Roman posthume de Don Carpenter, écrivain que l'on redécouvre ici, 10-18 en soit remerciée, Un dernier verre au bar sans nom est mon quatrième livre de cet auteur. J'ai chroniqué ces trois autres romans. Avec beaucoup d'enthousiasme La promo 49, avec ennui Deux comédiens, avec intérêt mitigé Sale temps pour les braves. Mais ce dernier verre m'a régalé. Je pense au Bison qui devrait apprécier ce tableau de groupe de la Côte Ouest, une douzaine d'années fin fifties début sixties. Don Carpenter arrive après la génération beat, Kerouac, Burroughs, Ginsberg. Il n'est pas un écrivain de la route, plus proche de Richard Brautigan. Comme beaucoup Carpenter a cafouillé un peu du côté d'Hollywood sans laisser beaucoup de traces.
Dans Fridays at Enrico's (en V.O.) il nous immerge dans la vie littéraire et libertaire de cette bohème californienne des années soixante juste avant l'explosion flower. Un couple, Jaime et Charlie, tous deux écrivains, Jaime plus douée que Charlie, entre succès d'édition et impuissance créatrice. Tout ce bobo monde est remarquablement bien campé par Carpenter qui connait le sujet. Et puis il y les autres, les amis, souvent rivaux, Dick, Stan, parfois passés par la case prison, toujours par l'inévitable et si conformiste case paradis artificiels, ça me fatigue ça. Certains feront même fortune, piscine et "parties", en quête de ce qui pourrait ressembler au bonheur. Cette "pursuit of happiness" se révèle la plupart du temps "so vain". Je sais, j'ai truffé de mots anglais mais honnêtement ce livre est tellement West Coast... (tiens, je recommence).
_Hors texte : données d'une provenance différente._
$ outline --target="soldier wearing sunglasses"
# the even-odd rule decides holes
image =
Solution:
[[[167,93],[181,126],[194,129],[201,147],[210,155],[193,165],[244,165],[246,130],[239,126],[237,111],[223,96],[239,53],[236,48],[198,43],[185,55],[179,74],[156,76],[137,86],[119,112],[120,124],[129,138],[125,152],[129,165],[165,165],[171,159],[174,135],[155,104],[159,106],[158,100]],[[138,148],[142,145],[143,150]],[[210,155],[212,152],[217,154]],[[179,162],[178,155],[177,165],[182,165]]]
C'est donc une formidable balade dans cet univers de marginaux parfaitement snobs, n'ayant pas peur des contradictions, mal à l'aise dans le milieu mais crachant rarement sur les royalties. C'est aussi un roman écrit par un Carpenter malade et déprimé qui, on le sait, rejoindra son vieux pote Brautigan dans l'ultime nuit volontaire. Le plus difficile dans ce beau roman est de ne pas s'effondrer de nostalgie, de ne pas céder aux sirènes du Pacifique et du c'était mieux avant. Et puis après tout on s'en fout. Ce texte est souvent très fort et on les aime ces semi-losers qui ont été là, sur Laurel Canyon, finalement au bon endroit au bon moment. Je vous conseille d'y faire un tour. Moi, j'ai aimé, bien que ma West Coast à moi soit plutôt seventies et se réfère surtout aux musiciens.